UMass introduces new coach at Gillette Stadium
FOXBOROUGH, Mass. (AP)
At a much-hyped and heavily attended press conference in the bowels of Gillette Stadium on Thursday, UMass announced that Notre Dame offensive coordinator Charley Molnar is the new coach of the Minutemen.
Molnar, 50, joins the program in time for its jump to the Football Bowl Subdivision next season.
After serving four years at Cincinnati and the last two at Notre Dame, both under coach Brian Kelly, Molnar will take over a program that will be a member of the Mid-American Conference next season.
With Molnar, the Fighting Irish went 8-4 this season and will play Florida State in the Champs Sports Bowl later this month. Molnar is also the Irish's quarterbacks coach.
''UMass has a vision to be greater than what it is today. I wanted to be involved in a program from the ground up,'' Molnar said at the home of the New England Patriots. ''Some people like to be caretakers of college football programs. I've always envisioned myself to be a builder. I want to come in and help to build something from the ground up.''
He certainly has his work cut out for him.
With 28 years of coaching experience but none in the head coaching capacity, Molnar inherits the daunting task of ushering in a new era at UMass, formerly a giant in the land of the Football Championship Subdivision. Had UMass remained in the Colonial Athletic Conference, though, Molnar said he would not have been interested.
''I don't look at UMass football as being Massachusetts' football team,'' he said. ''I look at UMass football as being New England's team. There's no reason why we cannot be the No. 1 Division-I team in New England. That's our goal.
''And we're going to get there.''
Boston College of the ACC, surely, will have a say in that matter. So, too, will UConn, of the Big East.
But give credit to UMass for thinking big.
In addition to switching divisions, conferences and coaches, the Minutemen will move stadiums, too. UMass signed a five-year contract with Gillette Stadium to play its home games at the 68,756-seat venue.
''As far as playing at Gillette,'' Molnar said, ''that was a standard to me that this wants to be a big-time football program.''
Patriots safety James Ihedigbo, who played for UMass from 2002-06 and is one of the few Minutemen playing in the NFL today, said blueprints have been in the works for this announcement since his days in Amherst.
''We knew that was our goal,'' he said. ''That's what we were playing for. That we could pave the way for other guys to come in and experience that, and essentially to put UMass on the map. And here we are.
''I think it's awesome that they're making this jump. Kind of a testament to the guys who have played and coached at UMass beforehand and the hard work that they've put in to put the university in this position.
''It's excellent for the program, it's excellent for the community and excellent for UMass.''
The Minutemen will join Temple as a MAC team playing in an NFL stadium. The Owls play in Philadelphia's Lincoln Financial Field. And it's worked for them. Temple, in fact, has accepted a bowl bid in two of the last three seasons.

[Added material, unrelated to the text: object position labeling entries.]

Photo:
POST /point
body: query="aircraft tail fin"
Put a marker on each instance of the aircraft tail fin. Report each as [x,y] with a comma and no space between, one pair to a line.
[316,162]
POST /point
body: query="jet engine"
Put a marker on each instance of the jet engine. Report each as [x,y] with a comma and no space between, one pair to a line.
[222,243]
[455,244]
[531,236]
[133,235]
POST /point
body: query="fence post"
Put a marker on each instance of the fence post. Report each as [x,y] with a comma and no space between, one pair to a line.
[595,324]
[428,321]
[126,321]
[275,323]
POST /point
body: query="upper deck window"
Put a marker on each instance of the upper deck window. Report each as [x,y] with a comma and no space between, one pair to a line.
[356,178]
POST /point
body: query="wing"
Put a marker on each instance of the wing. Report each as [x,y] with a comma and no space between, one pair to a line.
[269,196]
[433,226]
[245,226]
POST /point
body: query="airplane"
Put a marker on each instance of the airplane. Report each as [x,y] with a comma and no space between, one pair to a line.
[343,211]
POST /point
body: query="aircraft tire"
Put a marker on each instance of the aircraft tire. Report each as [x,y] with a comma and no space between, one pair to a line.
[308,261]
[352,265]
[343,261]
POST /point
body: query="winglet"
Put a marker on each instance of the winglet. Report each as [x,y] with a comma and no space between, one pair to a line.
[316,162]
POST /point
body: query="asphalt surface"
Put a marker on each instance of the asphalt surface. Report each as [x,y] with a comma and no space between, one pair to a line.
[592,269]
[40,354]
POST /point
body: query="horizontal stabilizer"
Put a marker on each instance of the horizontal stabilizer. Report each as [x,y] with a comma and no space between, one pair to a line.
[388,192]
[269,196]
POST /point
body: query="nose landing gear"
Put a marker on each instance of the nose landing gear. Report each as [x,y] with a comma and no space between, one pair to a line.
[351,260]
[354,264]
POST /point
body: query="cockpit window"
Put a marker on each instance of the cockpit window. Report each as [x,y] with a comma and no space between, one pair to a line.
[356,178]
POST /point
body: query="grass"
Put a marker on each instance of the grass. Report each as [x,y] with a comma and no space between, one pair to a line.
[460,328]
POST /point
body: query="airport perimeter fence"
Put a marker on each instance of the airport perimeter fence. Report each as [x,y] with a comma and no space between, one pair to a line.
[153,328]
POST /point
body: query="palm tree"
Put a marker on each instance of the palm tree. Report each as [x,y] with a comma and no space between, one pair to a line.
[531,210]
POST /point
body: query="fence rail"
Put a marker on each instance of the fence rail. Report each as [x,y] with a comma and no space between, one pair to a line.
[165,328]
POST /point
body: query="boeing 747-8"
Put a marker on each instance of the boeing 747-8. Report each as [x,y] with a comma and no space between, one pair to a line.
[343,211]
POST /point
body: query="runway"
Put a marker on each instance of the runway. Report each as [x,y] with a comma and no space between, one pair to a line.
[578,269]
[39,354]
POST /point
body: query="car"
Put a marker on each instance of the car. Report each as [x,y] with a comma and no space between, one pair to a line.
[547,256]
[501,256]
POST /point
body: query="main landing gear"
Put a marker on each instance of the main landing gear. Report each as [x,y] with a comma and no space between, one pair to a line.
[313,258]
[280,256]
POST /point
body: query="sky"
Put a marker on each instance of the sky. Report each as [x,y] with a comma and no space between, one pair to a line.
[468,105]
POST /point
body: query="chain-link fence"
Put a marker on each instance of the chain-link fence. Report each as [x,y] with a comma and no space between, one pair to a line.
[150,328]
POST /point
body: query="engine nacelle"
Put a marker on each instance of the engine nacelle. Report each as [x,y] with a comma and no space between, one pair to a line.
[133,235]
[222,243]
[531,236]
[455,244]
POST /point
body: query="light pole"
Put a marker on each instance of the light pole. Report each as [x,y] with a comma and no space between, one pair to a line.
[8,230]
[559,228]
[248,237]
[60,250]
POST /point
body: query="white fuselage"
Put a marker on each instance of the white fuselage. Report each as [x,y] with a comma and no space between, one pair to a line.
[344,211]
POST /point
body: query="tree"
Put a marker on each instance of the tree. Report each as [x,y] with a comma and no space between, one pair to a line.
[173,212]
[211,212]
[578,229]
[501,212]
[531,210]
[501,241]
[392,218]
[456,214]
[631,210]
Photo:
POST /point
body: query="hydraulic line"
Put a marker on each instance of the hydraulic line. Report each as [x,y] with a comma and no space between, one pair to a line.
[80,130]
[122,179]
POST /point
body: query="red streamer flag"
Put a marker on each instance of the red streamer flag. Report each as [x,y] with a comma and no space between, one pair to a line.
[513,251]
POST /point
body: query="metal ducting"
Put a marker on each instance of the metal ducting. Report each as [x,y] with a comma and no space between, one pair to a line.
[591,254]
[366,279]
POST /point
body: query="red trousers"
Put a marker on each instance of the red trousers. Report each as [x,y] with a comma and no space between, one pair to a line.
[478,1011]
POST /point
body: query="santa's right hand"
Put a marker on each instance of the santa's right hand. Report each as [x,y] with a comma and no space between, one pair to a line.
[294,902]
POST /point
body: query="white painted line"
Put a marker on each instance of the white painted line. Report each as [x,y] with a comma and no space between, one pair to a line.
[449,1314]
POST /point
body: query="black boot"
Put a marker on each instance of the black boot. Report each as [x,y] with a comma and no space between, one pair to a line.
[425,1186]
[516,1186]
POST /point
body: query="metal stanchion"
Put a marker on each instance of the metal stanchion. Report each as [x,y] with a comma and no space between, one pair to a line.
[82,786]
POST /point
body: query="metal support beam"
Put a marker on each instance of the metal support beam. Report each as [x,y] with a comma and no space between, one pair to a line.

''When a young man comes into Gillette Stadium and you say, `This is going to be your home for the next four years to play football games,' that's to be exciting to him,'' Molnar said. ''As a coach coming in and knowing that Gillette Stadium is going to be our home stadium, it's extremely exciting to me.
''And then, of course, as a fan when you come into this venue, you know that UMass football has made a commitment.''
Ihedigbo, who voiced his excitement at watching his alma mater play on Saturday and then suiting up on the same field a day later, agreed with the increased marketability of the program.
''It's an opportunity for the players that you can only dream of,'' he said. ''I mean, you're going to a great school to get a great education and you're also going to be playing for a premier football team and a premier program.